Fruit aux multiples vertus naturelles, idolâtré par les millennials (les 18-35 ans) et érigé au rang de star sur le réseau social Instagram, l’avocat connaît un engouement mondial. Comme dans plusieurs autres pays de l’hémisphère Sud, l’explosion de la demande engendre en Afrique du Sud un véritable essor de la culture du fruit vert.
Dans la première économie du continent africain, certaines régions au climat subtropical se prêtent parfaitement aux besoins de l’avocatier. En 2018, le pays est en passe de battre son record de production, qui devrait atteindre les 125 000 tonnes. L’avocat a généré un revenu de 64 millions d’euros pour la saison 2015/2016, ce qui ne représente que 0,5 % du total du secteur agricole. Mais ce revenu a augmenté de 440 % entre 2006 et 2016.
Ruée vers « l’or vert »
Chaque année, 1 000 nouveaux hectares sont plantés, qui viennent s’ajouter aux 17 000 déjà exploités. Une ruée vers « l’or vert » qui, comme toute production de fruits et de légumes tropicaux, a ses travers : tendance à la monoculture et appauvrissement des sols, transport réfrigéré et énergivore vers les pays du Nord, hyperconsommation d’eau, déforestation…
Apôtre de « l’agriculture régénératrice », Nhlanhla Ntshangase se situe aux antipodes des pratiques qui hérissent les écologistes. « Notre mission est de produire le fruit le plus sain possible en respectant au mieux la nature, affirme-t-il, en paraphrasant le slogan inscrit sur le panneau d’entrée de l’exploitation. On utilise le moins de produits chimiques et de fertilisants possible. Ce n’est pas complètement du bio, mais on s’y dirige. »

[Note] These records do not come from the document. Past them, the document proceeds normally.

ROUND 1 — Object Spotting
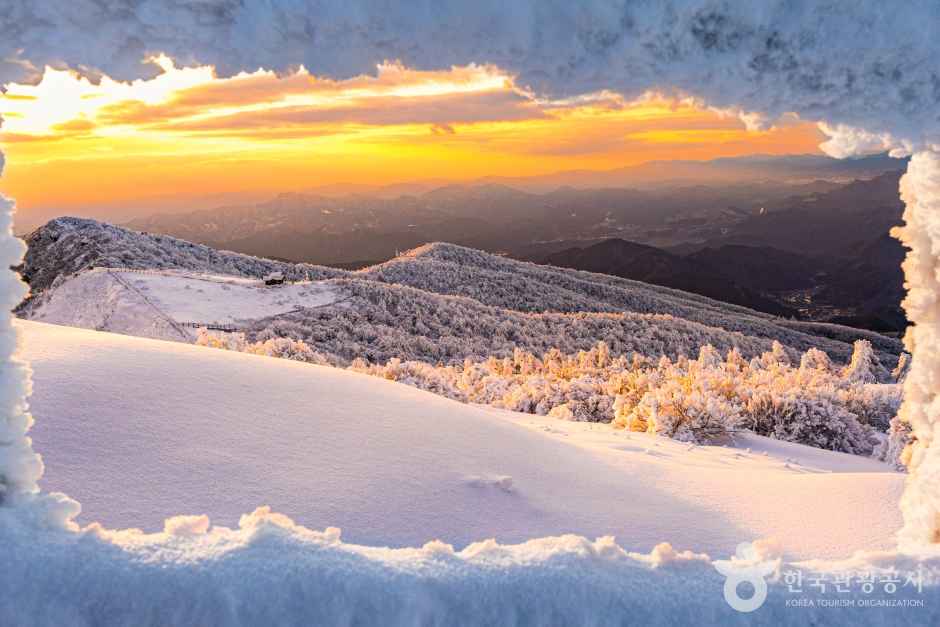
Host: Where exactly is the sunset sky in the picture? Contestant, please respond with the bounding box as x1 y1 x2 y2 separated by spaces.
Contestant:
0 58 823 228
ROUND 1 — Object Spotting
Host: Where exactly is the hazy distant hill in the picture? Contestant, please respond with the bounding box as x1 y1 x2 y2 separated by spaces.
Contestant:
128 155 903 264
544 239 796 316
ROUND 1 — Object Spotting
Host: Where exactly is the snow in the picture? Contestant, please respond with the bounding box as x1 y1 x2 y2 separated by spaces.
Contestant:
0 321 940 627
29 269 341 342
17 321 903 558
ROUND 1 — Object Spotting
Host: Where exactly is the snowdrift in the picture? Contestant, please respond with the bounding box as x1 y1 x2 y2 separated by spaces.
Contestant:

Au milieu du verger, où les avocatiers sont enracinés en lignes parallèles, le jeune homme tient absolument à montrer son « hectare expérimental ». « Ici, les arbres sont plantés avec du romarin, du thym, des radis. L’idée est d’assouplir la terre et d’avoir des micro-organismes qui font tout le travail, note-t-il. Je cherche au maximum à imiter la nature. Lorsque l’on interfère, on le fait de manière stratégique. » Plus loin, des buissons de basilic sauvage survolés par des abeilles permettent la pollinisation indispensable des arbres.